Eroticizing Our Feelings Shadow Work
The third step in this process is quite advanced and is all about eroticizing your Shadow.
This is when we learn to not only be aware and hold our experience but sublimate it and use it in powerful ways to create magic and manifest whatever we want.
It’s When we turn things from the unconscious to the conscious, those shadows don’t dictate and determine our life and behavior anymore.
What used to be a shadow becomes part of your power, part of your ability to heal and help other people, to express yourself in more authentic, empowering ways in the world, and to live a free and extraordinary life.
With a good amount of shadow work, shame can be turned into incredible vulnerability and a deeper connection with yourself, with partners, and with life.
Fear and anxiety can be turned into courage and fearlessness, and Anger can be turned into beautiful erotic, dark ravishment.
But it can only happen when we cease to resist, hide and suppress our emotional experiences.
When we stop running away, repressing, or avoiding tension, conflict, and emotional discomfort and start welcoming it all with open arms.
We start to see that emotions are energetic tension, and tension is erotic.
Erotic Tension And Shadow Work
Ever noticed how after a fight with a partner, you often have the best sex? How is the sexual passion most alive at the beginning of a relationship and then tends to die out?
Or maybe how often do the least mutually empowering intimate relationships to have the strongest sexual fire? how the most stable, consistent, and loving partners tend to also be sexually boring?
All of these have to do with understanding the nature of erotic aliveness and sexual tension; in order for sexual desire and erotic pleasure to exist, there must be distance, space, and tension.
What’s common in all the scenarios I mentioned above is that they are all situations of heightened tension: a conflict with a partner, the mystery of discovering a new partner, the build-up of foreplay, etc.
Before we start to consciously do shadow work, we unconsciously look for this tension outside of ourselves, in our goals, in other people, and in a partner.
And we keep gravitating to situations that don’t necessarily serve us because we associate the pain and discomfort we feel in them with the thrill of erotic attraction.
Once we bring the darkness to the light of our awareness, we start seeing that there are constructive, healthy and empowering ways to create and enjoy the erotic tension of life.
We stop outsourcing our joy and pleasure externally and hang out a sense of worth, well-being, love, and satisfaction in people and the achievement of goals,
And start enjoying the sexual tension that always exists between where we are and where we want to be. Between what we are experiencing right now and what we think we want to experience.
Can you feel it? Can you find and enjoy the erotic tension in your Anger? In your shame? In your fear and discomfort? Can you see how they are all aspects of the same life force energy of aliveness?

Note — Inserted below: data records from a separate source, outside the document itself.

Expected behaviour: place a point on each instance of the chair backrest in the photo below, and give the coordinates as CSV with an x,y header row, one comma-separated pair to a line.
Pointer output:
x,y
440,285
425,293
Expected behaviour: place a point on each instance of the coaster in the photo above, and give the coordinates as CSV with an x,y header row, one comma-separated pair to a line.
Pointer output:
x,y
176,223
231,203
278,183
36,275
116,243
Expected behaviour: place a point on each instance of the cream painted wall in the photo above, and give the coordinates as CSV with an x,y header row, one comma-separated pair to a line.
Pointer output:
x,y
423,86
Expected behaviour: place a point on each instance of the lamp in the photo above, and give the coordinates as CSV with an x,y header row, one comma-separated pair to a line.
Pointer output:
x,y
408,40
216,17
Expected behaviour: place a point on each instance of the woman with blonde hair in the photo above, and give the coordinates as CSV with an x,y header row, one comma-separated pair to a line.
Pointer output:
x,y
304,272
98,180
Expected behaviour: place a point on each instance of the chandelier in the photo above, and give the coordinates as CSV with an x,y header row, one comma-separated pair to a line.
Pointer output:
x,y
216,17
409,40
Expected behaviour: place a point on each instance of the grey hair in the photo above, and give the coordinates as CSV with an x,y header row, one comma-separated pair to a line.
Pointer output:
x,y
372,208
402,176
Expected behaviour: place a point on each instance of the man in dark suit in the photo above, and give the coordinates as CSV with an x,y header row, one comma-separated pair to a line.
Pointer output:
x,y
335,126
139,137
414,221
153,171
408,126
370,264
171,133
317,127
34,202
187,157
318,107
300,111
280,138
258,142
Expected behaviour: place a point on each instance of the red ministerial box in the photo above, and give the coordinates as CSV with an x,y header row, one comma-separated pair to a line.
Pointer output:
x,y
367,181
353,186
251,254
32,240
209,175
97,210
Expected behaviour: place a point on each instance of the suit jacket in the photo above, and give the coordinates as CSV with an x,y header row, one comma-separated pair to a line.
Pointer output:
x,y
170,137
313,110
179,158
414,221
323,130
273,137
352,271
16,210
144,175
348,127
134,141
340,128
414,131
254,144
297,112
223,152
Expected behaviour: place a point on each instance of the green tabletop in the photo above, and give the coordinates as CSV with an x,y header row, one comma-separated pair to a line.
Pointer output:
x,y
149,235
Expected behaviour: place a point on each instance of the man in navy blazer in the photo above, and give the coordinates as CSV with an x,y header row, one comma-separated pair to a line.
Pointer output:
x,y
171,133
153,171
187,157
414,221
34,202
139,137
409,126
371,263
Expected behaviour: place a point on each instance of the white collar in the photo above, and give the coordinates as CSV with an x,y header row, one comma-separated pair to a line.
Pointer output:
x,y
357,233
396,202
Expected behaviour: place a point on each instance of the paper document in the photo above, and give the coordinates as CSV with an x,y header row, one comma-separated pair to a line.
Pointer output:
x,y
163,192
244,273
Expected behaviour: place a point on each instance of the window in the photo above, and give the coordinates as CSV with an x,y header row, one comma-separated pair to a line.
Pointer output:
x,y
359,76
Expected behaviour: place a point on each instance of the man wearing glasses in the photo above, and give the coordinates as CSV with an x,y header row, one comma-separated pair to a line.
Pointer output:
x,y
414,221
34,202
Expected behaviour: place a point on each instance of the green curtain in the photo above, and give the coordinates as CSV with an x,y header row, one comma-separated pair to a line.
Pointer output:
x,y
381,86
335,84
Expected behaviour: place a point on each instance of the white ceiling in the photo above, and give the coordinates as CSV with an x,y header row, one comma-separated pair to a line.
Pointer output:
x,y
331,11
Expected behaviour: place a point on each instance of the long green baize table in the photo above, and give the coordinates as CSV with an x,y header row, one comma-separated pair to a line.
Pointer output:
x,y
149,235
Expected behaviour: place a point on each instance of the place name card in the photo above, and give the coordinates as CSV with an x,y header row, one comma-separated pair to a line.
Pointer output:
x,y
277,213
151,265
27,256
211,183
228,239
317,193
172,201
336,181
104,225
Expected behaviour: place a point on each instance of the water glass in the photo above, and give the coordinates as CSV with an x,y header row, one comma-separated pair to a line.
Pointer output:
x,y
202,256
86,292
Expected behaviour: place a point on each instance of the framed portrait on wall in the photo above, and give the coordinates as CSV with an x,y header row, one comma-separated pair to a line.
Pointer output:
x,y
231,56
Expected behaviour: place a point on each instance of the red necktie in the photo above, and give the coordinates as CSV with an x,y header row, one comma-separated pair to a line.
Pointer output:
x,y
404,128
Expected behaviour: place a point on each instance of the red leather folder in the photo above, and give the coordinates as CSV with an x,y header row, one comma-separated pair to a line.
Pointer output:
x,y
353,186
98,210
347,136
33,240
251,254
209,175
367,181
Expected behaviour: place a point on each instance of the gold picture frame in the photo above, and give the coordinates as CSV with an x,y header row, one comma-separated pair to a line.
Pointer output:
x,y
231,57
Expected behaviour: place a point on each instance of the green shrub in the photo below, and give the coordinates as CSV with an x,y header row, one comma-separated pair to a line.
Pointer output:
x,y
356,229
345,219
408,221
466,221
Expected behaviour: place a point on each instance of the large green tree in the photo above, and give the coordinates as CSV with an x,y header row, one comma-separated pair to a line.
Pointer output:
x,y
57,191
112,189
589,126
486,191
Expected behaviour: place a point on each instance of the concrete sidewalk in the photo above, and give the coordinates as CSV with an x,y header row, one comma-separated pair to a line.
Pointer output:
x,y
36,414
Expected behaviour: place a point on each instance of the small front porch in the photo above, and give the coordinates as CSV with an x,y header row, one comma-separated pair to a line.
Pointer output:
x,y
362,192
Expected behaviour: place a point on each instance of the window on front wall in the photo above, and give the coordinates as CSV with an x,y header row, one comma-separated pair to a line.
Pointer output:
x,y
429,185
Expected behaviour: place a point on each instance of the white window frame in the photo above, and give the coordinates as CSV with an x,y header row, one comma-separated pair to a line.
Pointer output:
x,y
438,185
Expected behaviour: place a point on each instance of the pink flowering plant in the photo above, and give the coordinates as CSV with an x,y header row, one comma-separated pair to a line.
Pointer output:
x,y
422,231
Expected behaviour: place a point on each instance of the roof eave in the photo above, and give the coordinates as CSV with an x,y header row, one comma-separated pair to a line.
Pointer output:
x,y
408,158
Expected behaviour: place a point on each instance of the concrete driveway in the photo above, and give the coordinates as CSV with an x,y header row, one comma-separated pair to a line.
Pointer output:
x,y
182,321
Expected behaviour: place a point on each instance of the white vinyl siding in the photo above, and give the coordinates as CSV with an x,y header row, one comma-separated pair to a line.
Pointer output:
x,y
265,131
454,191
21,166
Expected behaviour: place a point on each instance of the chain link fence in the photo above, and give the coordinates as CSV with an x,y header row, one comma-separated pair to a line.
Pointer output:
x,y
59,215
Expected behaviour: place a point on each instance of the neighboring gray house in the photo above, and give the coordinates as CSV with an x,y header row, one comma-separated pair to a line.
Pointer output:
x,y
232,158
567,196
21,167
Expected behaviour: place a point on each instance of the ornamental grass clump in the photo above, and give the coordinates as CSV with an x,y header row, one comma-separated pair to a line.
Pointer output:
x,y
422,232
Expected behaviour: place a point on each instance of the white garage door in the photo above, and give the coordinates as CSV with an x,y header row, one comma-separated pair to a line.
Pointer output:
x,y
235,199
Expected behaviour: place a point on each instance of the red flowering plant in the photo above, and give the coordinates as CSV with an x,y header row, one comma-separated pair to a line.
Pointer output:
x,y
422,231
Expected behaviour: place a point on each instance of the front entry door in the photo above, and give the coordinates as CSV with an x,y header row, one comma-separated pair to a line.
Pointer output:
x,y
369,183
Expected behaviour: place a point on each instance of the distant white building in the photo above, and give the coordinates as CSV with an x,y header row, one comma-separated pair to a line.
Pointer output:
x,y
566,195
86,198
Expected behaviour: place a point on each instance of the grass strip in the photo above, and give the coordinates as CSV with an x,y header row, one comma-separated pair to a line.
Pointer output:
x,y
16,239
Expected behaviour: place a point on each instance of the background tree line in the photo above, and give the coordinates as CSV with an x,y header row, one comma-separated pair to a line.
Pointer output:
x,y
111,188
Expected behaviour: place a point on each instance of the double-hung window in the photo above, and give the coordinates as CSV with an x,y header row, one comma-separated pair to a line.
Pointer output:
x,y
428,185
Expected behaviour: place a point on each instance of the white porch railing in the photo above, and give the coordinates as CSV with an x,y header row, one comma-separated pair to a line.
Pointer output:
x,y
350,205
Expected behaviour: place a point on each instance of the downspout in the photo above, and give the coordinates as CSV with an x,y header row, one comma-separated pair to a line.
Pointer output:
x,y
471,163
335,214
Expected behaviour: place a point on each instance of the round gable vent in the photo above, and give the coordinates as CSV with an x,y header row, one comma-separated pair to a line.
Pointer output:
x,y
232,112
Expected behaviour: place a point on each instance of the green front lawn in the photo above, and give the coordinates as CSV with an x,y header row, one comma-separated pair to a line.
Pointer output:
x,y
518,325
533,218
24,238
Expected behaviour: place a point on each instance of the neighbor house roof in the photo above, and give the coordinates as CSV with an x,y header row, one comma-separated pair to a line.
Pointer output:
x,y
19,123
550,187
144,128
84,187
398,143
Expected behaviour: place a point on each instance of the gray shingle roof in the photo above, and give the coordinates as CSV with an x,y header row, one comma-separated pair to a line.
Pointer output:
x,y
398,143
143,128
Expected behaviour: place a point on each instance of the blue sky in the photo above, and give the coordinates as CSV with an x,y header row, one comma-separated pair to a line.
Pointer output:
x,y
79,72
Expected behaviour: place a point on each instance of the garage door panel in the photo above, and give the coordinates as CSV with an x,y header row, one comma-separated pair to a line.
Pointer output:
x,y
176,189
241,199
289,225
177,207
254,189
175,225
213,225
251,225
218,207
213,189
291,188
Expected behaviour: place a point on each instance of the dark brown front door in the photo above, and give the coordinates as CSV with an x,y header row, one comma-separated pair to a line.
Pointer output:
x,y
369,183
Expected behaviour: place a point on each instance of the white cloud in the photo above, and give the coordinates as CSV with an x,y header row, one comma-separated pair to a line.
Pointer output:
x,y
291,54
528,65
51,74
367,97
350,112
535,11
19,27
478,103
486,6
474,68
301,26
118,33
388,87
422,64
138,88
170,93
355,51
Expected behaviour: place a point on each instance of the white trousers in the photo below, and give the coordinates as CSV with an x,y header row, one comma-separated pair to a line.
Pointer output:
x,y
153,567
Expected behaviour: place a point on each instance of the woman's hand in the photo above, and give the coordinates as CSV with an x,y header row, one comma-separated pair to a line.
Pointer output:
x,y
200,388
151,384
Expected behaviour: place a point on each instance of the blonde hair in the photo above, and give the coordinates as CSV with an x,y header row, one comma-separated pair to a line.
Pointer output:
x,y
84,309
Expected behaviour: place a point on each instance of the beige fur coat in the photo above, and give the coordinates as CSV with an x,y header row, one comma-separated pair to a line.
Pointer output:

Can you find the beauty and joy in a conflict coming up in your life or relationship? Can you deeply thrive on the sexual tension between where you’re at in your career or finances and between you want to be?
This is what shadow work and sexual shadow work is about. Learning to enjoy the journey itself, not the destination.
Learning to feel the erotics of the very movement of life permeating through you as you in every passing moment.
Celebrate and embrace every experience that’s coming your way and recognize it as an opportunity and vehicle that can take you all the way to infinity.